Package ‘ggpmisc’ makes it easier to add to plots created using ‘ggplot2’ annotations based on fitted models and other statistics. It does this by wrapping existing model fit and other functions. The same annotations can be produced by calling the model fit functions, extracting the desired estimates and adding them to plots. There are two advantages in wrapping these functions in an extension to package ‘ggplot2’: 1) we ensure the coupling of graphical elements and the annotations by building all elements of the plot using the same data and a consistent grammar and 2) we make it easier to annotate plots to the casual user of R, already familiar with the grammar of graphics.

To avoid confusion it is good to make clear what may seem obvious to some: if no plot is needed, then there is no reason to use this package. The values shown as annotations are not computed by ‘ggpmisc’ but instead by the usual model-fit and statistical functions from R and other packages. The same is true for model predictions, residuals, etc. that some of the functions in ‘ggpmisc’ display as lines, segments, or other graphical elements.
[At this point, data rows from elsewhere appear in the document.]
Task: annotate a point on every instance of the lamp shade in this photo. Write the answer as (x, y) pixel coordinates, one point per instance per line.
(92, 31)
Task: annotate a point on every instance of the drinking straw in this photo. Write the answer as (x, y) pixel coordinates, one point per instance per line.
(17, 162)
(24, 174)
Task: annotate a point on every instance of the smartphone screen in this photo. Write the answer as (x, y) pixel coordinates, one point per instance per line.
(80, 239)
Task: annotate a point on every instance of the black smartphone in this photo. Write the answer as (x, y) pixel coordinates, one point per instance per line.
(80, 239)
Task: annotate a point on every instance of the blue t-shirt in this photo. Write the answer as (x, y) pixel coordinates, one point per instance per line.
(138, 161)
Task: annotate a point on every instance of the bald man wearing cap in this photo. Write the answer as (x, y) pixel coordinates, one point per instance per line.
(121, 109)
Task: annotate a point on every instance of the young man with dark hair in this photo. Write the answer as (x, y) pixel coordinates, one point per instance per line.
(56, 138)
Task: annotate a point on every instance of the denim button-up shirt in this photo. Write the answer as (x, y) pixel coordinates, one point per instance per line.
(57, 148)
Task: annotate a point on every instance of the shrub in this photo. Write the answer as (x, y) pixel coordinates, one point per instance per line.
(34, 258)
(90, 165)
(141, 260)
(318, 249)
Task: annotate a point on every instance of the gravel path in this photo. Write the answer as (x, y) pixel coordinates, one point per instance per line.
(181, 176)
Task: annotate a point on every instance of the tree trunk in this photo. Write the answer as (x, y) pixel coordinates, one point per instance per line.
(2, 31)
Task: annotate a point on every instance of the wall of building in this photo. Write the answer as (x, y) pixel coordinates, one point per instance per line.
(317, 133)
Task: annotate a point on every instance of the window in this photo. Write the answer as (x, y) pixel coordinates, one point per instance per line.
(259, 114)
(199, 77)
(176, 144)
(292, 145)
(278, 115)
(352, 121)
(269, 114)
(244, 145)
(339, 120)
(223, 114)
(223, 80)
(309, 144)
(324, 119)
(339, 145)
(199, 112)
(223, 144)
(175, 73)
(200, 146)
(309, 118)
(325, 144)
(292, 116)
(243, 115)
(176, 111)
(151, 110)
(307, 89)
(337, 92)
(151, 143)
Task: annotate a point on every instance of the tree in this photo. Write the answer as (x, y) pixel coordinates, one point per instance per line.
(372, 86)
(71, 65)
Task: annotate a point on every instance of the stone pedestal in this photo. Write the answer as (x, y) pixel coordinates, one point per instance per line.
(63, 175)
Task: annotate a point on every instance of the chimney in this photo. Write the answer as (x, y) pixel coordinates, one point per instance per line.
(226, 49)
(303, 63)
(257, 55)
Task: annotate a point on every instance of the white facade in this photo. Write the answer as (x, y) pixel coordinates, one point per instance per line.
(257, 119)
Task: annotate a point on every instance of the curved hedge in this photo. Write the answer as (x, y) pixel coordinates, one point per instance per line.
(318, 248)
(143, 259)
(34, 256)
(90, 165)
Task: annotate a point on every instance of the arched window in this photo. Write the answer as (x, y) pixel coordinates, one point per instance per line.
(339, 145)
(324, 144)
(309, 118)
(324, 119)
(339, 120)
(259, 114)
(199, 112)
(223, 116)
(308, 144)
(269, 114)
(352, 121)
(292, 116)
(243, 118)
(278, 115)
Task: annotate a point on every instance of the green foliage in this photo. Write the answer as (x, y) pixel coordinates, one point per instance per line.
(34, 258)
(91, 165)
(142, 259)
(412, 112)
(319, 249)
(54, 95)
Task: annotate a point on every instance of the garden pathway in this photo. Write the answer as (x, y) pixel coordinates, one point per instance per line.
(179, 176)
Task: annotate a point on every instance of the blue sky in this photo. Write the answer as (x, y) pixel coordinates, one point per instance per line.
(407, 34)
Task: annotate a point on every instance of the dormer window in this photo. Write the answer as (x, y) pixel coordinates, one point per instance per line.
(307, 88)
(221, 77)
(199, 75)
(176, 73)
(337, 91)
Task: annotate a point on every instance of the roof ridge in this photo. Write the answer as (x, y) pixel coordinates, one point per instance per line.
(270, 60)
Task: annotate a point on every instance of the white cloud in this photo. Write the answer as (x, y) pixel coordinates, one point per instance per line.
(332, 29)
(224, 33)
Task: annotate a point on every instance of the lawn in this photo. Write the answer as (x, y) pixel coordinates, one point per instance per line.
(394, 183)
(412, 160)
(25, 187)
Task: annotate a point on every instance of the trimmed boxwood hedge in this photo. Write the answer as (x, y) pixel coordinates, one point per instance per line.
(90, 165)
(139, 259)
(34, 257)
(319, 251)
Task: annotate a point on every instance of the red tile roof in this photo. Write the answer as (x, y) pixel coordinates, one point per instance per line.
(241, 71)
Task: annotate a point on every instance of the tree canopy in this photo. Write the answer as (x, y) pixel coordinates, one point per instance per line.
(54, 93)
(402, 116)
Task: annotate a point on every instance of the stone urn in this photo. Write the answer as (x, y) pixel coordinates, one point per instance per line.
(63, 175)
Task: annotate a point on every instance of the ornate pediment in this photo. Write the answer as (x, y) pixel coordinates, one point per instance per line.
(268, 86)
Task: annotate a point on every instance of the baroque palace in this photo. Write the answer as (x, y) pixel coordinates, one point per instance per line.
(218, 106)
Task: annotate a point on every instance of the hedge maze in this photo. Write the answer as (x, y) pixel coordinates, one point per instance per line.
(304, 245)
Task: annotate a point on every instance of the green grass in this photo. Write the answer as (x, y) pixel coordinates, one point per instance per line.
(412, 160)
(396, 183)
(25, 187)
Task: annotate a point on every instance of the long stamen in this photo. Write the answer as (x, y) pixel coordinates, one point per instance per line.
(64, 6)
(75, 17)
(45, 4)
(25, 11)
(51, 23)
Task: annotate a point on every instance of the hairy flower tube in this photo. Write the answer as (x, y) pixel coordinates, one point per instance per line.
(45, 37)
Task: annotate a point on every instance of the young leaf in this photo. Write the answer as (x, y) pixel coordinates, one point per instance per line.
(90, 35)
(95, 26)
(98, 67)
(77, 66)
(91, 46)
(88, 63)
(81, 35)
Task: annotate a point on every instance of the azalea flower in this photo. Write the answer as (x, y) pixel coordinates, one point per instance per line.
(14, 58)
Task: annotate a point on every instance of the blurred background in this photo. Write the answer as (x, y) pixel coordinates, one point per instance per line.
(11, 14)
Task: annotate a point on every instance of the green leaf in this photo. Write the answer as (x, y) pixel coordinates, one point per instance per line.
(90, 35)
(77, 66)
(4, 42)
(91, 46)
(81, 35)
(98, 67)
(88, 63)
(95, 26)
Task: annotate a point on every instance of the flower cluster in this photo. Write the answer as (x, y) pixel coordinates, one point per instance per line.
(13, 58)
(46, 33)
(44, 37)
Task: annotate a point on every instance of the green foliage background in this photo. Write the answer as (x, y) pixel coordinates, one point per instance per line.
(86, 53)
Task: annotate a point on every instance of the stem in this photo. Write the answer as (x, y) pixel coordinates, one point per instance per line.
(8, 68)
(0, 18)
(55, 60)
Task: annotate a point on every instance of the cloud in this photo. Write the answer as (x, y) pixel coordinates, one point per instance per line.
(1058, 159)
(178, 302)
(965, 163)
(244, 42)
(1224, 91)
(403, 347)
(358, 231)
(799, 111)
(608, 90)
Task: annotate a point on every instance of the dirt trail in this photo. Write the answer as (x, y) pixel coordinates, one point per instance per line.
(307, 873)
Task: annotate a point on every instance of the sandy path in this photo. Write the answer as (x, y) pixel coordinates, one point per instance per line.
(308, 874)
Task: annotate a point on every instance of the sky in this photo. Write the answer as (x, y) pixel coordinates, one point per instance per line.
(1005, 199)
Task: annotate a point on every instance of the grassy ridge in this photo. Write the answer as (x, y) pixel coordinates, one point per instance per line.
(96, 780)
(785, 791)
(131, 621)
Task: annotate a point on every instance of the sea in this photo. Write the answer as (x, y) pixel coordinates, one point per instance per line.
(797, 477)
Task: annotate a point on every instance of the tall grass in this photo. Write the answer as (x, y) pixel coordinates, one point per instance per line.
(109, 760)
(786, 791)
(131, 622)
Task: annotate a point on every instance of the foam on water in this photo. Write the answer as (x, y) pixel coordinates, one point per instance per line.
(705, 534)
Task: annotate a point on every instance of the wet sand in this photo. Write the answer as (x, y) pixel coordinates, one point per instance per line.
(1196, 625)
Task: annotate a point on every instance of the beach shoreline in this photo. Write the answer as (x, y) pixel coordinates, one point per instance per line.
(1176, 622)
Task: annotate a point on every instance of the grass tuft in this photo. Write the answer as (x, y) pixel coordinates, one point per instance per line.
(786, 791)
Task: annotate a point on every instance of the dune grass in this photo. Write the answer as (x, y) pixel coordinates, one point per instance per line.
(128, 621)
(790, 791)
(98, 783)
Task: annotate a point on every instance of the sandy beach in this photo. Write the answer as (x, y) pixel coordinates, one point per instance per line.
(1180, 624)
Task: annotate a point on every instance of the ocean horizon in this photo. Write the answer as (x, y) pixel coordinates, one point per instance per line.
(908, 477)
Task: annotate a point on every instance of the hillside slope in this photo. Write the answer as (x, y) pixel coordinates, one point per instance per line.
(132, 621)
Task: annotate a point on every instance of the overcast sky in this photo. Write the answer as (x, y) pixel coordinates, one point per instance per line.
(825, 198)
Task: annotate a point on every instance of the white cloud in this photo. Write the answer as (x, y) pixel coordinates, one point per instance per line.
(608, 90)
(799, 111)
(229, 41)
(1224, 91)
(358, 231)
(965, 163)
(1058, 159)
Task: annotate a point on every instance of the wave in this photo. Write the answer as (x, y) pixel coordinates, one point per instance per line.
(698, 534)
It is also important to remember that in most cases data analysis including exploratory and other stages should take place before annotated plots for publication are produced. Even though data analysis can benefit from combined numerical and graphical representation of the results, the use I envision for ‘ggpmisc’ is mainly for the production of plots for publication or communication. In case case, whether used for analysis or communication, it is crucial that users cite and refer both to ‘ggpmisc’ and to the underlying R and R packages when publishing plots created with functions and methods from ‘ggpmisc’.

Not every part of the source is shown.